Não dá pra precisar a data, embora o papel amarelado, o texto datilografado e o assunto, me remetam ao início dos anos 80. Sem saber os motivos da minha insônia, Rosa localizou esse papel hoje cedo e em meio a outra coincidência - temos, ao fundo, o som e a imagem dos depoimentos do Chico, numa série lançada pela TV Bandeirantes, onde ele faz o seu precioso, poético e preciso relato dos últimos 30 anos deste Brasil - lá vou eu no túnel do meu tempo!
Releio o texto no papel amarelado. Marabá, sul do Pará, a ponte sobre o rio Tocantins recém inaugurada, levava e ainda leva - o minério da serra de Carajás para o porto de Itaqui, em São Luiz, Maranhão. Marabá, o estado do Pará, seu povo, suas esperanças, suas prioridades, continuam a ser meros acidentes no trajeto da ferrovia.

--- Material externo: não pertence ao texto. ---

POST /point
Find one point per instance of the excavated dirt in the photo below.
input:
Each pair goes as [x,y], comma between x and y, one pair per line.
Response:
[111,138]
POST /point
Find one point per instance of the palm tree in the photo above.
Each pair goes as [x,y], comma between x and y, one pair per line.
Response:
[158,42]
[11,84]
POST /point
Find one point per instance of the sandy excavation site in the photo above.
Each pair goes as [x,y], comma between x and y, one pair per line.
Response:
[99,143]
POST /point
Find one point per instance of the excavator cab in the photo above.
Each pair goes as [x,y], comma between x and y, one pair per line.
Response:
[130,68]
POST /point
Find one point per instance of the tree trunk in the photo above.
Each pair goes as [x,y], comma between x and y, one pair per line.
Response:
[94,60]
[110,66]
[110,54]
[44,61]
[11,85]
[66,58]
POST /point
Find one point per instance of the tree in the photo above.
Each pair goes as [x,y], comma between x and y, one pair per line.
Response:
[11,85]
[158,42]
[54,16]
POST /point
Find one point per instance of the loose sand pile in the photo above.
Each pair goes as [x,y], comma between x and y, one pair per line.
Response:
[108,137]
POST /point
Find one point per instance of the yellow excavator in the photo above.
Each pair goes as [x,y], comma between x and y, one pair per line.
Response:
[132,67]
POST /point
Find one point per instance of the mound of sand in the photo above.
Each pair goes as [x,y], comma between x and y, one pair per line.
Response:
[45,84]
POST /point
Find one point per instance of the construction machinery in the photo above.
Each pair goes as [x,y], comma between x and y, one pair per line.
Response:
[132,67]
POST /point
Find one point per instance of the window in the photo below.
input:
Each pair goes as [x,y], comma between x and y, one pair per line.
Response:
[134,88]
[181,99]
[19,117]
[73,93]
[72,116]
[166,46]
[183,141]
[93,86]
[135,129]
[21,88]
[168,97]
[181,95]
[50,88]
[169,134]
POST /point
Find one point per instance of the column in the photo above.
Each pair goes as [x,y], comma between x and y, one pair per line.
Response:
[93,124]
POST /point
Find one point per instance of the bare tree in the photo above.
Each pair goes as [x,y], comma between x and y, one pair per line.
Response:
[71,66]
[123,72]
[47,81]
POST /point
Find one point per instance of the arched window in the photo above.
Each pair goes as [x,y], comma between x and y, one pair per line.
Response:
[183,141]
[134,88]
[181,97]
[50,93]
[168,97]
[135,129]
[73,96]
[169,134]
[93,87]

Vale o registro, nem que seja só pra me lembrar o quanto sou reincidente na sensação de janelas fechadas e pedaços arrancados, formando buracos na alma:
Às 7 horas da noite, tendo ao fundo o sol poente
o trem atravessa o rio por sobre as pernas da ponte.
Não seria quase nada esse fato corriqueiro
se isso não me lembrasse outras noites, outros tempos.
Tempo em que se pensava que o mundo já acabava na curva do Itacaiúnas,
e tudo de ruim que isso podia trazer.
A gente era mais suave, mais viscoso, ou quem sabe, mais ingênuo.
Se eu fechar os olhos, apurar o olfato, os ouvidos e a memória,
vejo tudo como um filme:
o barraco do aeroporto, as canoas do Amapá que ainda estão por lá
como se não fizesse diferença Marabá ter chegado ao mar!
Talvez igual mesmo, só o sol poente.
E para ser honesta é preciso enxergar sem os olhos da saudade,
mas, por mais que eu me esforce fica sempre o gosto amargo do pedaço arrancado.
O trem atravessa o rio sobre enormes pernas de ferro,
as mesmas enormes pernas que levam Marabá ao mar,
ao lambe-lambe salgado das águas do oceano.